A Chinese American activist faced off against a white defense attorney in one of the tensest exchanges during a protest Friday outside the San Francisco Superior Court.
“Do you care about Asian people?” shouted Jade Tu, who is also the campaign manager for mayoral candidate Mark Farrell. Holding a megaphone to the face of Marc Zilversmit, a San Francisco criminal defense attorney, she continued, “How would you feel if you got stabbed multiple times? Get the fuck out of here. This is our protest.”
Zilversmit yelled back. He’d shown up, he told the Chronicle earlier, to defend the independence of the judiciary.

About 60 mostly Asian American activists and community members, joined by District Attorney Jenkins, were outside the Hall of Justice to protest what they saw as an injustice — a San Francisco judge granting probation and mental health treatment to Daniel Cauich, who pled guilty in November to charges related to the 2021 nonfatal stabbing of Ahn “Peng” Taylor, a Chinese Vietnamese woman in her 90s.

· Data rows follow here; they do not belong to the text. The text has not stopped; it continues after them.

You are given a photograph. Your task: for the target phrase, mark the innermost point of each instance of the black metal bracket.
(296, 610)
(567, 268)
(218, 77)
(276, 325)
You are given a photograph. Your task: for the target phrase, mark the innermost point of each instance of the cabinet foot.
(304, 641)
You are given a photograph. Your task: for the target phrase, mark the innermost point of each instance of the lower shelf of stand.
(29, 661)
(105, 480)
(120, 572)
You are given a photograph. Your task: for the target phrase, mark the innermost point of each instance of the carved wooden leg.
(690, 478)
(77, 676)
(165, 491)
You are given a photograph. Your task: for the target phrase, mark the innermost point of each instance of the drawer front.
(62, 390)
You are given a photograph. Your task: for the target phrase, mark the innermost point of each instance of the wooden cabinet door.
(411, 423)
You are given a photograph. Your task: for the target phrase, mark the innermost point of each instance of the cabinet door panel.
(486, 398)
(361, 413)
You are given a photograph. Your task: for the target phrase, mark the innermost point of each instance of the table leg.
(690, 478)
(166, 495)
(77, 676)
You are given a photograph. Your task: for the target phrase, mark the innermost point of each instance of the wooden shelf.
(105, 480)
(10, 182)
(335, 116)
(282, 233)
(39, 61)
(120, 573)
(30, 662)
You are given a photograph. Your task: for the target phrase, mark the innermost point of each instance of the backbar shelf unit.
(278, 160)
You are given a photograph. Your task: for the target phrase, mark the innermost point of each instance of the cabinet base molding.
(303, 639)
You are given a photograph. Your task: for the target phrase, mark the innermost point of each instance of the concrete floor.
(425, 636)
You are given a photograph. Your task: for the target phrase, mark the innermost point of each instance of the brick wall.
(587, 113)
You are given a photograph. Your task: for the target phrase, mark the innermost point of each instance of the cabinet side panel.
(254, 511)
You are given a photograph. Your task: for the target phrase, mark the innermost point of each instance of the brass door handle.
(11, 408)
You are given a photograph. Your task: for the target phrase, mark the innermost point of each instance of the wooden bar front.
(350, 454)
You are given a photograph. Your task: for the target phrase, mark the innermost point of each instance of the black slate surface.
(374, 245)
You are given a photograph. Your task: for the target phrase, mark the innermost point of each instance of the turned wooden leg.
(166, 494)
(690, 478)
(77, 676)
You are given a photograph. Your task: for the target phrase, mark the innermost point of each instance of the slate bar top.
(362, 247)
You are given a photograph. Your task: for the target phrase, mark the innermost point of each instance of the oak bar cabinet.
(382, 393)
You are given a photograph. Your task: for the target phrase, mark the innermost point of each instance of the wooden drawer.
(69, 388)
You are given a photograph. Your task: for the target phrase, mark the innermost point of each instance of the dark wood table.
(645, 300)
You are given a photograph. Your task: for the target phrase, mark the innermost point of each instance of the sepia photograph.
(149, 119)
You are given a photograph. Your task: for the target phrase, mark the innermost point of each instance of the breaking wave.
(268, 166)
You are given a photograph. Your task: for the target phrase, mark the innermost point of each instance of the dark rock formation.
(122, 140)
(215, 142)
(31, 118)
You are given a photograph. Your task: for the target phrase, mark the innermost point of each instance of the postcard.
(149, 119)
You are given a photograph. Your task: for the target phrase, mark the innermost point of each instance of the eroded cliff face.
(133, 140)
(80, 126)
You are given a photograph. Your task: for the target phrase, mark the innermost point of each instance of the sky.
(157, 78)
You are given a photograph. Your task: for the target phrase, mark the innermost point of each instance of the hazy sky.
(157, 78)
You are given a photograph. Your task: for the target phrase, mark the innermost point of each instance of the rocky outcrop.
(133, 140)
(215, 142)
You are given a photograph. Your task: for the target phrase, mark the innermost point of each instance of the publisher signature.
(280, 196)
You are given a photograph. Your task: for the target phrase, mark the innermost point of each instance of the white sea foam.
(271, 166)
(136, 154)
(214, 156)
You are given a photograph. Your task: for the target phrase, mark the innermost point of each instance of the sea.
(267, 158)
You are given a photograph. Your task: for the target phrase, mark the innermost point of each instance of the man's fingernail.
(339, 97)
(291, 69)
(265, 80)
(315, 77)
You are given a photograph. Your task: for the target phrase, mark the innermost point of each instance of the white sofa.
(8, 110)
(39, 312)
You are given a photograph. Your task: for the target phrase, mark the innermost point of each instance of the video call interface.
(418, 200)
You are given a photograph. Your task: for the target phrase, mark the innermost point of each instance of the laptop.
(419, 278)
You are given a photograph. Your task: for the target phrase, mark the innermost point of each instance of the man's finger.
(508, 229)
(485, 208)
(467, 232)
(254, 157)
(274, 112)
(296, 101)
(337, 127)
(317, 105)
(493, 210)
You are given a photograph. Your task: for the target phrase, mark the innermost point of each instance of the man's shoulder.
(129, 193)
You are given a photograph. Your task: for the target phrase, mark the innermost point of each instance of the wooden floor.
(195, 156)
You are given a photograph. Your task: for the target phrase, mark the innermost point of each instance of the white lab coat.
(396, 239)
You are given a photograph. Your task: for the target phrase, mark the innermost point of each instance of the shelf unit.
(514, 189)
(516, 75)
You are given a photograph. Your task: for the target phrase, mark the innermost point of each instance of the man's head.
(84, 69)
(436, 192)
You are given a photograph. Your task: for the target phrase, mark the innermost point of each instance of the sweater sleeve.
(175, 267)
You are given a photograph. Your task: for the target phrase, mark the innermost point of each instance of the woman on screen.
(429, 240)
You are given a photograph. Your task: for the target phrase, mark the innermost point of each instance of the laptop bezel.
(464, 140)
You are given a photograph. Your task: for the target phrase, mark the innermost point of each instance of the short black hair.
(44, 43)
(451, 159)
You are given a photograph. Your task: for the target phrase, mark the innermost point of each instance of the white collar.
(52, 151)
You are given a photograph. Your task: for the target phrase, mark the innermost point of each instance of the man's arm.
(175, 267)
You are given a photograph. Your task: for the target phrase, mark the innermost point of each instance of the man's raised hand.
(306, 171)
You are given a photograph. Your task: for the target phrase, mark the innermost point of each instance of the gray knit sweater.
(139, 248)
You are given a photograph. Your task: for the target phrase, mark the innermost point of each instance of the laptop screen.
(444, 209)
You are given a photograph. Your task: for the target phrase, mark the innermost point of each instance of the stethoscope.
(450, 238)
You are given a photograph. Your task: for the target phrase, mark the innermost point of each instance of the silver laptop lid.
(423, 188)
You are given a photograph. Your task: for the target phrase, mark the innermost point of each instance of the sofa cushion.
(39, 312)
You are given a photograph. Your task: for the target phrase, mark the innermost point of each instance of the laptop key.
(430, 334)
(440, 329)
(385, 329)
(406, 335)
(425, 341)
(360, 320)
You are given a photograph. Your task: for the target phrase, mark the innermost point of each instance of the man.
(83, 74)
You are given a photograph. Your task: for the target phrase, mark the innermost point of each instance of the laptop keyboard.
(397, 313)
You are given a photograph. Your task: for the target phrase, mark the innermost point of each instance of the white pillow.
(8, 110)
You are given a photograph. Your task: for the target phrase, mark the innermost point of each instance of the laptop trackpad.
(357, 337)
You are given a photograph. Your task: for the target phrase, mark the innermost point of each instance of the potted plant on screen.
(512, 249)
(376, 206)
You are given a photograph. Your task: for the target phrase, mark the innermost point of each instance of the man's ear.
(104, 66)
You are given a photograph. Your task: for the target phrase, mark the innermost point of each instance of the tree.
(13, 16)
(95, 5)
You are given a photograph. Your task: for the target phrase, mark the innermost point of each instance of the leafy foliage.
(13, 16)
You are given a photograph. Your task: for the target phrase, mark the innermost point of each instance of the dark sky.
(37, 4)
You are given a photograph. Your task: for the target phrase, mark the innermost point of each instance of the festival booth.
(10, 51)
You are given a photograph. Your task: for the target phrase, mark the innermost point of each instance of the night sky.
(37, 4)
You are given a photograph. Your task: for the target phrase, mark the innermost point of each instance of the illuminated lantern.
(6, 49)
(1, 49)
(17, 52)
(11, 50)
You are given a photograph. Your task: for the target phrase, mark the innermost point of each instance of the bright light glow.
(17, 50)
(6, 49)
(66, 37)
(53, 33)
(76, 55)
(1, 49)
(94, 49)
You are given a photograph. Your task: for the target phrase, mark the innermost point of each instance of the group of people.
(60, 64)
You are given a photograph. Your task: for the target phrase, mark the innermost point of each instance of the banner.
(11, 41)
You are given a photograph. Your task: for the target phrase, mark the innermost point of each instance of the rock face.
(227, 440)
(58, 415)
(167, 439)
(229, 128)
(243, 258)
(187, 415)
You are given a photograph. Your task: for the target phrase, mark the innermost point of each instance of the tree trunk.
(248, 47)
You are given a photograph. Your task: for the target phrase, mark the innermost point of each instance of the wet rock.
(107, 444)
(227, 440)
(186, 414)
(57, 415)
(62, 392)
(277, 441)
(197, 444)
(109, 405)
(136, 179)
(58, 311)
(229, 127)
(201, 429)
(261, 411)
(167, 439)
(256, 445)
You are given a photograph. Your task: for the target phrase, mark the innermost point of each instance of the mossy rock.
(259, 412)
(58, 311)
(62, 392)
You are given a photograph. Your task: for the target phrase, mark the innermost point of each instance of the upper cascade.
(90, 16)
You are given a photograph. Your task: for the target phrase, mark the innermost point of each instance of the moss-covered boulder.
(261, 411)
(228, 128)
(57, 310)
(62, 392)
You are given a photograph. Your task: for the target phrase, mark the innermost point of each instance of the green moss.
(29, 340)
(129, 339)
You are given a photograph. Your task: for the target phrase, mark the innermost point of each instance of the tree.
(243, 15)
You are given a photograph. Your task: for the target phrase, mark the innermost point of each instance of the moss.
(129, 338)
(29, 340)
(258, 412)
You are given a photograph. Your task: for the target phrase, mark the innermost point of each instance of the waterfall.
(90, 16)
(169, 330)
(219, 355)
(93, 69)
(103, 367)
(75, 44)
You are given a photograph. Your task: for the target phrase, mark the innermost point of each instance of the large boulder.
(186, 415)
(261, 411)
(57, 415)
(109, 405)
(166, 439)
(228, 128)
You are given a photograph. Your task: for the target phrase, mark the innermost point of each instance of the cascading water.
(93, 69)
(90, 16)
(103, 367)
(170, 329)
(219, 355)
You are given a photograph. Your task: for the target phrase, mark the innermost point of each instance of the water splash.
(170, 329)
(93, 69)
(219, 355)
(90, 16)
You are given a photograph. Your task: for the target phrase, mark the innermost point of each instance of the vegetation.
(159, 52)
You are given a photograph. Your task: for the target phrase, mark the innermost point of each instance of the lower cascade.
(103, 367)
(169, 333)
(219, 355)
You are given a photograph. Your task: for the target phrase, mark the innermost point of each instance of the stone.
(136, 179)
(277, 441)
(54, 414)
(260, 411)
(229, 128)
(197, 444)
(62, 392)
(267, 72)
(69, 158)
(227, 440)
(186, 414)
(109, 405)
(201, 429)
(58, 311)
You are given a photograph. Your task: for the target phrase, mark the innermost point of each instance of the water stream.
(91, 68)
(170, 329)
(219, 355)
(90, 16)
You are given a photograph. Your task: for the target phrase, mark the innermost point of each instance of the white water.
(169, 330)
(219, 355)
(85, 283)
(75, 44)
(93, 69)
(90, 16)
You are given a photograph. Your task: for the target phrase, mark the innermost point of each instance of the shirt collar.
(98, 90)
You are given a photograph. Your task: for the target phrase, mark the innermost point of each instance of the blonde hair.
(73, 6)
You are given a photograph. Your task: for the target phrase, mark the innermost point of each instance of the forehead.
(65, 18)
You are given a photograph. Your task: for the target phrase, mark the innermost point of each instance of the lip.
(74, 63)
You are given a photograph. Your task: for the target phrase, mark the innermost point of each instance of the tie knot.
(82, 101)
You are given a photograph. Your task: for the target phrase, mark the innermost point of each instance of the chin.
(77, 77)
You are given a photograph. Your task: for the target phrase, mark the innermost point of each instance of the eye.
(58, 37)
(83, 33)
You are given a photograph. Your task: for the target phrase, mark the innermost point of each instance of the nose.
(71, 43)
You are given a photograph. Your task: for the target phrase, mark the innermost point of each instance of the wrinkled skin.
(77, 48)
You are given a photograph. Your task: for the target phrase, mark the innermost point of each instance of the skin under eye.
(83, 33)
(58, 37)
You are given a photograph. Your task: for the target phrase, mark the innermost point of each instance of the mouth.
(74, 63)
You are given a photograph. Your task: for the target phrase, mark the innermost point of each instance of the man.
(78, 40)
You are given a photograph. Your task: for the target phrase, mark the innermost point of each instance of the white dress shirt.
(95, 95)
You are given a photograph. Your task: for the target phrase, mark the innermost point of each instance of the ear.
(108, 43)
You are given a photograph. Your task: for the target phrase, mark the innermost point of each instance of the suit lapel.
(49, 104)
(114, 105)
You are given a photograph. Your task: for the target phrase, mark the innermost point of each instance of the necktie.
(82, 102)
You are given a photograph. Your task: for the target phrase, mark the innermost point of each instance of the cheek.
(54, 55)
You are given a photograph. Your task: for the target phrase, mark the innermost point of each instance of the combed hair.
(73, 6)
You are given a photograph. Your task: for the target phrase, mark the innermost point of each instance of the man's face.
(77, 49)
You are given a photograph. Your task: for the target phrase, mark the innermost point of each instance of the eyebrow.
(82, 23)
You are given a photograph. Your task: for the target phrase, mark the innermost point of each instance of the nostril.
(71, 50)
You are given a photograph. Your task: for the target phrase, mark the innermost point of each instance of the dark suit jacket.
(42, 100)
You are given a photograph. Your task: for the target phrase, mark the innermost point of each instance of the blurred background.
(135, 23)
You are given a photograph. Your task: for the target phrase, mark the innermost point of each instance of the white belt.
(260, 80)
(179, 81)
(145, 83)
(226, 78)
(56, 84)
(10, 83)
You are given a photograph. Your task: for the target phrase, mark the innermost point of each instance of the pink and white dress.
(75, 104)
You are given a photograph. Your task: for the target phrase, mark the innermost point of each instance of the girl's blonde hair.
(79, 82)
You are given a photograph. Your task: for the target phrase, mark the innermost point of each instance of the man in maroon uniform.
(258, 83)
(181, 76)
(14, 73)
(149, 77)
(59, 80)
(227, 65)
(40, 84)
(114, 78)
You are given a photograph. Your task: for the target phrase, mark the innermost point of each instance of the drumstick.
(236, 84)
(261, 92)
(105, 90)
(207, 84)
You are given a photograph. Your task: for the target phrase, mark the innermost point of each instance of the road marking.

A small counter protest of about a half-dozen defense attorneys stood to the side, interrupting with chants of their own, shaming Jenkins, making this yet another flash point in the politicized debate about how to best treat mentally ill defendants in violent crimes against Asian American residents, particularly older adults.
Lily Ho, one of the protest’s organizers and a newly elected member of the Democratic County Central Committee, said that none of the protesters thought the judge’s decision was right.
“Shame on you,” she said. “This case is exactly the reason why I personally supported new judges,” referring to a largely unsuccessful push by political moderates to elect new tough-on-crime judges in the recent March election.